Hyperthymic temperament, on the other hand, may be protective through being associated with lower levels of hopelessness, as well as high energy, lifelong drive, ambition, and such social-interpersonal skills which enables more effective coping with inner and outer events and make the individual less vulnerable to mood changes contributing to more effective defence against impulses toward suicide (Pompili et al. 2008; Vazquez et al. 2010). It should be also noted that recently a strong relationship has been found between psychological resilience and hyperthymic temperament both in depressive and healthy individuals (Kesebir et al. 2013).
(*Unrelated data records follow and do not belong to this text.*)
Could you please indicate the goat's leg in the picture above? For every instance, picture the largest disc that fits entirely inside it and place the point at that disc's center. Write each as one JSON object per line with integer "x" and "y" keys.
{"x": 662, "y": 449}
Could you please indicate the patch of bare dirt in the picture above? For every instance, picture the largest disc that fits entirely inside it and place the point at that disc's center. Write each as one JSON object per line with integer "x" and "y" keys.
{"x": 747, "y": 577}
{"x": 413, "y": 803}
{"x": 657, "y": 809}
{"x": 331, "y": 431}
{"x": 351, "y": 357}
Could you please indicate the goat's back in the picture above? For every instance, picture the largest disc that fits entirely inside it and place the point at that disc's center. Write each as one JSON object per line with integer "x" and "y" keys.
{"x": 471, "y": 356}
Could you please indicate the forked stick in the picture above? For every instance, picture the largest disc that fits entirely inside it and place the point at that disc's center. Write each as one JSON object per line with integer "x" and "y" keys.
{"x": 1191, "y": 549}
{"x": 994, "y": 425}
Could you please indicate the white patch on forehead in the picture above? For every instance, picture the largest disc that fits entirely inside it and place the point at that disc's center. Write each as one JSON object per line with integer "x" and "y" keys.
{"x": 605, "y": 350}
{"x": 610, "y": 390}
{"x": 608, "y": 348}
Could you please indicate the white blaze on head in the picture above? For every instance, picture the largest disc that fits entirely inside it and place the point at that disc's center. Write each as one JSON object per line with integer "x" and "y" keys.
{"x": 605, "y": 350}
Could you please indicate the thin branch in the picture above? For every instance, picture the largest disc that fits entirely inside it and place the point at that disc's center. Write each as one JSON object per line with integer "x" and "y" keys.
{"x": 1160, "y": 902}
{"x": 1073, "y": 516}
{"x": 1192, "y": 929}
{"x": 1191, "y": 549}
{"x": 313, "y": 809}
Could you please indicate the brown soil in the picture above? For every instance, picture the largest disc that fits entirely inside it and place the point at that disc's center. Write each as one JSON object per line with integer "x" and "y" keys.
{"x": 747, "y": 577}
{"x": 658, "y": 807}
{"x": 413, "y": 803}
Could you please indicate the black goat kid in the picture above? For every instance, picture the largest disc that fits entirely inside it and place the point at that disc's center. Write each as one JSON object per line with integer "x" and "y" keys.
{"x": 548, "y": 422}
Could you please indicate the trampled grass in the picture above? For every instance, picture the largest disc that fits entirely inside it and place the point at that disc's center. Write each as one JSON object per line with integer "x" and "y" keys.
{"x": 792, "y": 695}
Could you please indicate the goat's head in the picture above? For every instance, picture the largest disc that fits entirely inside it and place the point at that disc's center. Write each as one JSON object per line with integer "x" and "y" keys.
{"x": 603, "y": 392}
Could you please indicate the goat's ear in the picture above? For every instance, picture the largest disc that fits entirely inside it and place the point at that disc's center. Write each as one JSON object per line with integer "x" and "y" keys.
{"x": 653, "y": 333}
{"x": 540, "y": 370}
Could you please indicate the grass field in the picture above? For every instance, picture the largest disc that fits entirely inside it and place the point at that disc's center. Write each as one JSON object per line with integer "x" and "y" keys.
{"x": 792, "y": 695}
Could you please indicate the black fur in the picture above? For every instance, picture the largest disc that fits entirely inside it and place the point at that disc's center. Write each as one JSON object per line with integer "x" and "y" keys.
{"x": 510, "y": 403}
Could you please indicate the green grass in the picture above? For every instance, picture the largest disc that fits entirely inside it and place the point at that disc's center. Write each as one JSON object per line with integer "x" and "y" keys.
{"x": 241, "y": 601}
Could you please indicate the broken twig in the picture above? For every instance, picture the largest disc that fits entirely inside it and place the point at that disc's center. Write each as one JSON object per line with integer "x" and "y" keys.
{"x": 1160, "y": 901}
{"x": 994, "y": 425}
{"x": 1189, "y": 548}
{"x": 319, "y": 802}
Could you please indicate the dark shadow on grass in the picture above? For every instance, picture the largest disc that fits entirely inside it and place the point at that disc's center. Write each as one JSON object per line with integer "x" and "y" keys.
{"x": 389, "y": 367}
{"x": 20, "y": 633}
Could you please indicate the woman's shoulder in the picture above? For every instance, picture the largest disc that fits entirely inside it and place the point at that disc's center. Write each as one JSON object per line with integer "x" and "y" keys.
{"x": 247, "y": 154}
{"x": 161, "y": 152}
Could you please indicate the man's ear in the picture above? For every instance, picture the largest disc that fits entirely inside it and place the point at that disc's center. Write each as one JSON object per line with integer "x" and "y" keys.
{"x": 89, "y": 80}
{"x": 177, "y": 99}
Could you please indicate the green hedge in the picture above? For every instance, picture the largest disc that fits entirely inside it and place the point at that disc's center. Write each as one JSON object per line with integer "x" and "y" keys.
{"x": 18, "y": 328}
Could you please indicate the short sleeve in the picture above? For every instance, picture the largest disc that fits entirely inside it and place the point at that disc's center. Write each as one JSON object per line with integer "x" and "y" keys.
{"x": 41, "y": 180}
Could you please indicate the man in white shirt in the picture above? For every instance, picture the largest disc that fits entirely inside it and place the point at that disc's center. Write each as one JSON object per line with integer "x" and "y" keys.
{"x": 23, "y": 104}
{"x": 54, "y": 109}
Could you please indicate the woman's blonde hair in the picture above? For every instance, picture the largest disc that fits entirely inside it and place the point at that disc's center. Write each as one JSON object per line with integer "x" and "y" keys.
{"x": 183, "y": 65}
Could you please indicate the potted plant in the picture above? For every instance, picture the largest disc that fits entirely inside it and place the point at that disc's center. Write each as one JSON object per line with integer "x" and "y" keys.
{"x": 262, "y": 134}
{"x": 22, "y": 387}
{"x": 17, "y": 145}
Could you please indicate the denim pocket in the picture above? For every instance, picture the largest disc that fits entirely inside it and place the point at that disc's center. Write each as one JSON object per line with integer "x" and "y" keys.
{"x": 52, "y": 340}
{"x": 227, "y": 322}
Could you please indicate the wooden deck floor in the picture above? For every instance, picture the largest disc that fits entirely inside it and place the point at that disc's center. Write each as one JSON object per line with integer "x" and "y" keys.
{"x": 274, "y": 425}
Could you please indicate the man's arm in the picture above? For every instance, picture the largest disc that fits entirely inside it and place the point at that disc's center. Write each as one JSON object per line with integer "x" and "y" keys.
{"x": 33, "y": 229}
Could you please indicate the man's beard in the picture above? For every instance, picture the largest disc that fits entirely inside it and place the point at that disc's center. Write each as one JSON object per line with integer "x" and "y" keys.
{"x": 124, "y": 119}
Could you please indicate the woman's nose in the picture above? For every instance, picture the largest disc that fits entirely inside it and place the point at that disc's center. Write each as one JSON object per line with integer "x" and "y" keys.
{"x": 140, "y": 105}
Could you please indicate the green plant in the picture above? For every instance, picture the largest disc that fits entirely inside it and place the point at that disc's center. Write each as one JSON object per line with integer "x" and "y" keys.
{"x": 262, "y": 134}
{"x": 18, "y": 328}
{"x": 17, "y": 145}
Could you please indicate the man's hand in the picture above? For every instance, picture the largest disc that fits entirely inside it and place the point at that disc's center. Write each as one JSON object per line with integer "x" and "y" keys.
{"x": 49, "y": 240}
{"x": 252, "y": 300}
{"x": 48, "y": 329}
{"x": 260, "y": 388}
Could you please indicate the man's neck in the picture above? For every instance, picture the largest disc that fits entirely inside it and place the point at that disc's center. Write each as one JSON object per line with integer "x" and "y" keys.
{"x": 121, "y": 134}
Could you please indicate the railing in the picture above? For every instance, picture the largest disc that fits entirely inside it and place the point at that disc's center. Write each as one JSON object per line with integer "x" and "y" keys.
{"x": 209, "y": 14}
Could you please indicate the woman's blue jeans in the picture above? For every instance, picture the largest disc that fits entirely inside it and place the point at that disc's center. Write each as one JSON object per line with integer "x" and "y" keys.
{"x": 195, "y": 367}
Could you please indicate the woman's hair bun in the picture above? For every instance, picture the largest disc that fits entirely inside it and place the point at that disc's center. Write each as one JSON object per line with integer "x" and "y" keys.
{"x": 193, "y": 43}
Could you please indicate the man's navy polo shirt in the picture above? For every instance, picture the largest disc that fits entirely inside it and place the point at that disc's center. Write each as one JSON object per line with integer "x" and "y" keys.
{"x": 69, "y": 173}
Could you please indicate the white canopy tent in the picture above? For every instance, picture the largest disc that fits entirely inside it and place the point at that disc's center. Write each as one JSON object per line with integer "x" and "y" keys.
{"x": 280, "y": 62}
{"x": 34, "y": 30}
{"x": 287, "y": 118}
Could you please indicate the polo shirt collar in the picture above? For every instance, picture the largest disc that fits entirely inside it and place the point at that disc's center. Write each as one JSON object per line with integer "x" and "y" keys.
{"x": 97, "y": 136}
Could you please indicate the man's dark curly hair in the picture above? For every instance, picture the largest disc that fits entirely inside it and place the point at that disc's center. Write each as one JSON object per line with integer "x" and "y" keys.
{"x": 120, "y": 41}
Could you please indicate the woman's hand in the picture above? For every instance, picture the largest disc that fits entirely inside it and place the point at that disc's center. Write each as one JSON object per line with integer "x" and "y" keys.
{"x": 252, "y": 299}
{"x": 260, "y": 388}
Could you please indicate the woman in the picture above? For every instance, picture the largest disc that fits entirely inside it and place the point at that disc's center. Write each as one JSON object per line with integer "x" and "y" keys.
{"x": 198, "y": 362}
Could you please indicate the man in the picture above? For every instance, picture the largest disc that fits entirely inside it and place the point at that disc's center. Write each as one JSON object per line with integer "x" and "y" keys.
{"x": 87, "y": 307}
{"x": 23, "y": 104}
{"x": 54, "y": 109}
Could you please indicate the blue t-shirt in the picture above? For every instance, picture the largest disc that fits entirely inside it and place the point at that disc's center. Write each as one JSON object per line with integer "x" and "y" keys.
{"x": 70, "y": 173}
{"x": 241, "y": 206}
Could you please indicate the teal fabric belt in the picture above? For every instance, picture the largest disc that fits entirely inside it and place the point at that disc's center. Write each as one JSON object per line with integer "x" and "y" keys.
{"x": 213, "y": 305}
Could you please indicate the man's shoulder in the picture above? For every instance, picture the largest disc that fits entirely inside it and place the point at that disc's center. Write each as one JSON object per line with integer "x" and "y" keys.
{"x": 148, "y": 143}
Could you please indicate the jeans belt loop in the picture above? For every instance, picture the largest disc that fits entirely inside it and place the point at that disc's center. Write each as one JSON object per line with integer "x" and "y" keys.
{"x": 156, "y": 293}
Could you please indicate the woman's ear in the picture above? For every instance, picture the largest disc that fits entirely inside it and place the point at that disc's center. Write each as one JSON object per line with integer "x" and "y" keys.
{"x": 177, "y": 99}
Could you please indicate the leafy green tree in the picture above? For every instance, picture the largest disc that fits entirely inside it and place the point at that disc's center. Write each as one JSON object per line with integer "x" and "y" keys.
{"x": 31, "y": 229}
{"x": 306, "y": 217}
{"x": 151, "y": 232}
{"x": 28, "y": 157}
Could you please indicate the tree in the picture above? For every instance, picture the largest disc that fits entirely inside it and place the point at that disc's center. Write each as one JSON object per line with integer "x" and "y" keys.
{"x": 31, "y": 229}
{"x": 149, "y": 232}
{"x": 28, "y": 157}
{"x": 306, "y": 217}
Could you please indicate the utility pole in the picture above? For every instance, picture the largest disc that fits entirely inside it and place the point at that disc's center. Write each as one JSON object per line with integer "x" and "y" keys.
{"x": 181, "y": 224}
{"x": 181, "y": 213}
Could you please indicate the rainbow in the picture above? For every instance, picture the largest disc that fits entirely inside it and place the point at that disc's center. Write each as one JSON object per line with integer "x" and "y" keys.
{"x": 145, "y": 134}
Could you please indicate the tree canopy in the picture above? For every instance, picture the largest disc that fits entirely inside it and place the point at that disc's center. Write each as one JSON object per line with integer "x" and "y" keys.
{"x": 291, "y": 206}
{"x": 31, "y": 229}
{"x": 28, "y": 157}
Furthermore, the biological substrate of the association between affective temperaments and suicidality may be carried by the presence of the “s” or short allele of the 5-HTTLPR polymorphism of the serotonin transporter gene, known to be associated with suicidal behaviour (Gonda et al. 2011b) and affective temperaments as well (Gonda et al. 2006). Even more interestingly, the s allele is also associated with other endophenotypes related to suicidal behaviour, such as aggressiveness (Gonda et al. 2011a) or neuroticism (Gonda et al. 2009); therefore this genetic polymorphism seems to convey some kind of general vulnerability, which, depending on complex gene x gene and longitudinal and cross-sectional gene x environment interactions, may be expressed in various forms predisposing to suicidal behaviour, including the marked manifestation of affective temperaments (Gonda et al. 2011a). Affective temperaments, especially the frequency of their presentation in dominant form, show a characteristic geographical distribution, which also shows and excitingly parallel pattern to the distribution of the score of cultural indexes described by Hofstede, which in turn has been related to prevalence of affective illness (Gonda et al. 2011c). Hofstede’s individualism-collectivism score was also found to show a parallel geographical distribution to the 5-HTTLPR s allele (Chiao and Blizinsky 2010). These above factors already outline a complex and delicate network of important and yet unidentified and undetected etiological factors in the background of suicidal behaviour, determining its biological as well as psychosocial factors. However, affective temperaments seem to play a central role in this multilevel network, mediating the effects of a possible genetic background and psychosocial determinants of suicidal behaviour both on the individual and possibly on a higher and more complex social level.